The fact that, as Roger also well noted, my LHO called out his “I pass” rather than take the couple of seconds that it takes for him to place his pass card on the table, also indicated to me that he knew what had happened, and wanted to get “the next play in” so as to decrease my chances of saying “mechanical error.” By “next play” I mean the occasional instance those of us who watch football have seen. If a call might be questioned, and the team with the ball realizes it, they rush up to the line of scrimmage to snap the ball ASAP. After the ball is snapped, the previous play can no longer be reviewed. I assume my LHO had precisely that thought, though of course, I do not know so.

JUDY KAY-WOLFFMarch 9th, 2010 at 10:52 am

Cam:

Your opening statement is so true ……… but easier said than done.

To some people winning is more important than life itself — regardless of how it is accomplished! It is sad to admit that in our present bridge world which has been consumed by professionalism, some will stop at nothing if the finish line is in sight or the opportunity of being hired by a sponsor is a possibility. Bridge has changed so much — and from my viewpoint — certainly not for the best.

I am too proud to want to win by taking advantage of a ‘slip of the card’ when it was obvious the No Trump Opener intended to respond to Stayman (why would he pass?). I want to earn my victory — not have it handed to me on a silver platter, of which I was not deserving. For example, I was Vul in 1NT in a Team Game this weekend and took five tricks (that’s all I ever had from the get-go, with no options or finesses). Everyone said down ONE and started to record it on their scorecards (including my partner who was not watching the play) when I spoke up (perhaps by reflex), “I believe I was down two (-200).” I derive no pleasure in stealing (unless legitimately with skill or deception) and I think what happened to the upset gentleman who wrote to Bobby was absolutely appalling! I found the quick “vocal” pass to end the auction deliberate and utterly disgusting.

I am in total accord with you, Cam, when you ask what happened to Active Ethics. The game has changed and there is too much at stake in the minds of the players (either for goals of ego or money). Bridge is not the same. In fact, I scanned a bridge article in the IBPA where a well known Australian championed the cause of playing anything-goes systems — destroying the beauty, sanctity, dignity and heritage that our once-beautiful game once represented. Sad it has reached this point — and going downhill faster and faster.

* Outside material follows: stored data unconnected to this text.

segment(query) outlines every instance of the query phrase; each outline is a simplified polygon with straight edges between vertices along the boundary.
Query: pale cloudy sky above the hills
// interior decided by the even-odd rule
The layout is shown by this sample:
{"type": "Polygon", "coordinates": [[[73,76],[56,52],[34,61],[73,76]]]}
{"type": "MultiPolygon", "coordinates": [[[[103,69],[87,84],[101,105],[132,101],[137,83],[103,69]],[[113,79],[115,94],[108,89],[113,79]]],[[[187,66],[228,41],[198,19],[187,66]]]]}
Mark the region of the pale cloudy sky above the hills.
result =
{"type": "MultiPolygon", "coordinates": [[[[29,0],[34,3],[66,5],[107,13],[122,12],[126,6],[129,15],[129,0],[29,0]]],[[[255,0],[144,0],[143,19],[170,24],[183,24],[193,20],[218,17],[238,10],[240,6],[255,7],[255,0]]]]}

If things continue in that direction, perhaps the ‘anything goes’ style should change the name of the game from Bridge to Crapshoot! It undoubtedly is no longer the majestic game presented to us by our founding fathers.

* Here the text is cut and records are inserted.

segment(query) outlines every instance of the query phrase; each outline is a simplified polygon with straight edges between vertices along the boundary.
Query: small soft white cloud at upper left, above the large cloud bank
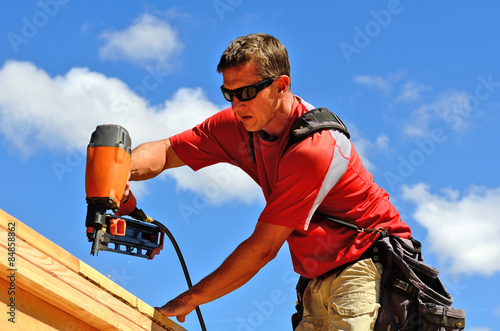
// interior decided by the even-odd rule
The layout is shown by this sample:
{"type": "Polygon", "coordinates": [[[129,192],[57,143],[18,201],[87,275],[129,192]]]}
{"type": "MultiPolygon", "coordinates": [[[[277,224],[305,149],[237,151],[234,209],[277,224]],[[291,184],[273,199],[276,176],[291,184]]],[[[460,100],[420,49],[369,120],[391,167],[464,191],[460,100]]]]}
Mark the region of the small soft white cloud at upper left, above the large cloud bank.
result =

Judy Kay-WolffMarch 9th, 2010 at 11:07 am

Andy:

A quick but heartfelt response to your above comment was that your LHO’s hasty, oral action was with DELIBERATE MALICE AFORETHOUGHT. No doubt in my mind. How sad! You deserved better!

Judy

PegMarch 14th, 2010 at 11:02 am

This isn’t really addressing the issue at hand, but a similar and quite amusing tale. I was once kibitzing Ralph Katz many years ago in a KO at a regional. Ralph opened 2C, and his partner was daydreaming. After a pass, his partner passed also. RHO, Eddie Wold, said, “take it back.” Relieved, Ralph’s partner did.

Of course; you have guessed it. What was Ralph’s last spot to go plus? 2C 🙂 🙂

JUDY KAY-WOLFFMarch 14th, 2010 at 2:24 pm

Peg — It’s still a rare and heartwarming story. I know there are rules and laws about situations like these (not sure what they say and really don’t care). However, I would never want to win a board or match because of an opponent’s B. F.!

Mark HangartnerMarch 14th, 2010 at 5:38 pm

Hi Bobby,

Thanks for your reply, very helpful. I had been mulling over the options about asking the bidder / bidder’s partner to leave the table.

Your suggested questions are apposite “ask what the possibilities are for its meaning, having to do with partnership tendencies and previous use of similar type bids.”

and I agree with you, if they and others work out they won’t be getting away with a lazy answer, the word will soon get around.

sorry to disrupt the rest of the discussion.